August 2009. After radiation, Temador, and Avastin all failed to stop the tumor, and the surgeon had reduced the mass in Laura’s head, the surgeon and the same radiation oncologist who never showed up for the first “team” meeting announced that they were going to use stereotactic radiosurgery (SRS) to attack the pieces of tumor remaining along the edges of where the surgeon cut. To map out these sites, they needed more CT scans with contrast. Laura weighed less than a hundred pounds by this time. All her blood vessels had shrunk, along with the rest of her wasted body. It had been hard enough last August to find one of her small veins and get a needle into it.
Laura gasped in pain on the first unsuccessful stick. She writhed and grimaced during the second try. She had had many sticks during the last year. Some more painful than others. Some of the Avastin infusions had required more than one stick before they found the vein. Those hurt, but not like today.
The year before I had been sitting in a chair next to Laura’s bed while the nurses struggled to get the needle into her arm. This time she was sitting on an examining chair, somewhat raised, with me in a chair about two feet behind the nurse. I was facing Laura. I had never seen someone being tortured before. In real life. Even with a movie as disturbing as Closet Land, I could always tell myself it was only a movie. Not this.
When the second nurse struggled on the third try to get the needle in, Laura started to cry. All year she had never cried over physical pain. Not even the gastrointestinal turmoil. Aphasia. Yes. The prospect of death. Yes. But not acute bodily pain. The nurses were full of apologies after they finally got the port in on the fourth try. My blood pressure went down. Laura relaxed a little, but was still weepy.

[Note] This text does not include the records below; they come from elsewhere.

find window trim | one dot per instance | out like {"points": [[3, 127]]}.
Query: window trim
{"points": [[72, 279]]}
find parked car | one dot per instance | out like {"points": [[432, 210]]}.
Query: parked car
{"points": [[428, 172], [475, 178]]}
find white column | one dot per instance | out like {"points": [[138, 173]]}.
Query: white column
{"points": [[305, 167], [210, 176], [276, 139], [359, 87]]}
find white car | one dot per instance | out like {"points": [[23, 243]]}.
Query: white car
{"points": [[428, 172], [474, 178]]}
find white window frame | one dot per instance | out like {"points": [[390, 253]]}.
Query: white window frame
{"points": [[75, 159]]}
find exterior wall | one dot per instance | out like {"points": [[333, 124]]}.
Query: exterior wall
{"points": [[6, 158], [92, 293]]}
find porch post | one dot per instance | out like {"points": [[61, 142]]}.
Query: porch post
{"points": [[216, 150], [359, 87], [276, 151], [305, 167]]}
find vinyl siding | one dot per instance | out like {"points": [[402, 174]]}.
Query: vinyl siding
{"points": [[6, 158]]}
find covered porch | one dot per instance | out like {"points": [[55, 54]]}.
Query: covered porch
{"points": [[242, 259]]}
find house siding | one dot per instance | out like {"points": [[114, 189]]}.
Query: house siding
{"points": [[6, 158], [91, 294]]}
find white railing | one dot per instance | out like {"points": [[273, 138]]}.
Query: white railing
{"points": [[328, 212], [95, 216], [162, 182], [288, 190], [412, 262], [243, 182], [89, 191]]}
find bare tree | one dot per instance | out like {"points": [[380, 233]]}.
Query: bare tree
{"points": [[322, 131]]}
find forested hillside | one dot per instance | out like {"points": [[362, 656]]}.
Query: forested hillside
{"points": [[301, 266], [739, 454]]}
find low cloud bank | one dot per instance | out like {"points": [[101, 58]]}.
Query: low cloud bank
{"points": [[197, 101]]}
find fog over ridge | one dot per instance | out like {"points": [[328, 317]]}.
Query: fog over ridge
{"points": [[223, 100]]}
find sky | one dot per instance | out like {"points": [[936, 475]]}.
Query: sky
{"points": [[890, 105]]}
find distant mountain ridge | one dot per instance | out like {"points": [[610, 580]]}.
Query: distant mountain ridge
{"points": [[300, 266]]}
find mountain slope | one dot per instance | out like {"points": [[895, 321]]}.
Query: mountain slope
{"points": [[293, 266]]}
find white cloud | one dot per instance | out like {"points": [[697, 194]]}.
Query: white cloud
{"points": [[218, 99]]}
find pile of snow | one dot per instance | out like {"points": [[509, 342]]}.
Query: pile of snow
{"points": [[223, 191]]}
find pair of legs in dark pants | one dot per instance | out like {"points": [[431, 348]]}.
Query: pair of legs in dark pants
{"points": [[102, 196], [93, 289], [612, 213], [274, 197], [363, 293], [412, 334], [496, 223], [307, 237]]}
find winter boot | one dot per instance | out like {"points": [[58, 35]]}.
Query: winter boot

The black and blue mark from those sticks faded over time, but it was still on Laura’s arm when she died six months later. The physical confirmation of bodily harm that can help make the pain of one person real to another. Scarry (56)
Thanks, Mark. What used to drive my wife crazy was if I questioned what she meant when she used a word that to me didn’t make sense. She thought I was criticizing her. I learned to walk on eggshells or just to live with ambiguity. Although I don’t think it works to compare one person’s suffering with another’s, I’m not sure how my wife would have felt about living all the years you have with her condition. Metta.
Actually been there – done that (bad needle sticks). Trapped in the medical world, IV ports, blood draws and injections are SOP. During my last course of solumedrol they could only get a lock in the back of my left hand with the tubing going over my fingers – which was functionally not viable to be left permanently so everyday I had to go back to the IV center and get a new line started. All the “usable” veins in my hands and arms immediately collapsed no matter how much liquid I drink, and each day took repeated attempts to get a usable line in – sometimes up to five attempts. I went through this for a course of five days. You’re sick you hurt and your care-givers hurt you! I was amazed that this was the hospital area were the sphere of expertise was supposed to be only starting IV meds! I ended up having several other complications from this last course and have refused to go back for any more solumedrol treatments since. Obviously my “ordeal” was nothing like your wife’s, but I can relate to the specific of this blog entry – also in lesser degree to aphasia – in the MS world we have a condition known as dysphasia which is akin to aphasia but is not as acute – luckily in my case it is largely confined to “word scanning” and varies according to current stress levels; however, I do know what it is like to not be able to get the correct words out – and strangely, in the frustration of having other people finish your sentences for you – which personally drives me crazy.